Last month, I was able to get to legendary Frank Pepe's (review HERE). That pie met my very high expectations, and I classified it more or less as a Trenton-style pie; it also had a lot in common with the very fine Denino's pizza of Staten Island (review HERE).
|The crowd buzzes outside|
Pizza cognoscenti often cite Frank Pepe, Sally's Apizza, and Modern Apizza as the Big Three pizza purveyors of New Haven (albeit not the only three worthy of a visit). Because I read that you can often get in and out of Modern with more ease than facing big crowds at Sally's or Frank's, we targeted Modern Apizza.
On arrival, we found parking tight on the tidy neighborhood street, but we shoe-horned ourselves into the tiny lot adjacent to the restaurant. We arrived just before 5pm and were dismayed by a crowded waiting lobby and more folks outside. But we put in our names and were delighted to be seated after about a ten minute wait.
|The meatball and onion pie|
|A slice of the meatball pie. Click any pic to enlarge.|
FEEP Jr. likes meatballs, onions, and mushrooms as pie toppings. I lectured about mushrooms being a "wet" topping that can bring unwelcome changes to the texture and moisture content of a pizza, so she ordered her pie with meatballs (Modern makes their own meatballs) and onions once the helpful waiter told us that the onions go on the pie uncooked but are sliced so thinly that they almost melt into the pie. We waited anxiously!
|The sausage pie|
The cornicione was very Trenton-like -- golden yellow with a crunchy snap. But the rest of it was lighter in texture and color, with a hint of Neapolitan puffiness. My best description is that it was a hybrid of a stiff and chewy Trenton crust and a soft, pliant Neapolitan crust. No matter what you call it, it wore a lovely char and tasted fine. At the end of the day, however, it was not quite as good as Frank Pepe's sturdier crust.

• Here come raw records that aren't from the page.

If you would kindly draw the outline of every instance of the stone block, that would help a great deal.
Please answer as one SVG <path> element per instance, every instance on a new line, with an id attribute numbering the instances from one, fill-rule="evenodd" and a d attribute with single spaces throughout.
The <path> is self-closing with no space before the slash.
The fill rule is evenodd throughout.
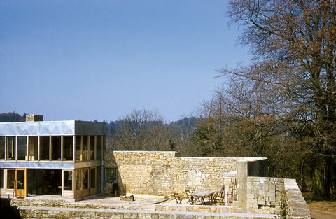
<path id="1" fill-rule="evenodd" d="M 124 218 L 127 218 L 127 219 L 138 218 L 138 213 L 133 213 L 133 212 L 124 213 Z"/>

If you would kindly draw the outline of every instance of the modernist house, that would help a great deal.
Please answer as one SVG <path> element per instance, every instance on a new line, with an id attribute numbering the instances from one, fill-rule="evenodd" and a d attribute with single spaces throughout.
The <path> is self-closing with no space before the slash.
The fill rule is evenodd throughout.
<path id="1" fill-rule="evenodd" d="M 58 195 L 78 199 L 103 192 L 104 122 L 0 122 L 1 196 Z"/>

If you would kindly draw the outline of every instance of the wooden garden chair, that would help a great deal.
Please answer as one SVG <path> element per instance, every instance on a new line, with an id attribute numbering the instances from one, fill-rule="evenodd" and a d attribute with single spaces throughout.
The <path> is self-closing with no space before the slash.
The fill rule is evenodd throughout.
<path id="1" fill-rule="evenodd" d="M 182 199 L 180 198 L 178 193 L 174 193 L 174 197 L 175 197 L 175 200 L 176 201 L 176 204 L 182 204 Z"/>

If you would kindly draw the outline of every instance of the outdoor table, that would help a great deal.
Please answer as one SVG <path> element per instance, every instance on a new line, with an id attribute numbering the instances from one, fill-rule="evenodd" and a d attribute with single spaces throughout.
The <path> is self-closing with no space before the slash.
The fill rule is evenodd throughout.
<path id="1" fill-rule="evenodd" d="M 215 192 L 209 192 L 209 191 L 200 191 L 197 192 L 195 193 L 191 193 L 190 195 L 191 196 L 191 204 L 194 204 L 194 199 L 195 198 L 198 198 L 201 200 L 202 204 L 205 204 L 204 199 L 209 197 L 211 197 L 211 200 L 214 200 L 214 194 Z"/>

|Closeup of the sausage pizza|
|A slice of the sausage pie|
|Feep Jr. says nomnomnom|
I have since had the chance to eat one re-heated at home. It solved the wet-center issue, but the crust lost something; its delicacy was obscured. Still very nice, but it didn't hold up like leftovers from DeLorenzo's (Hudson St. in Trenton, reviewed HERE) or Frank Pepe's.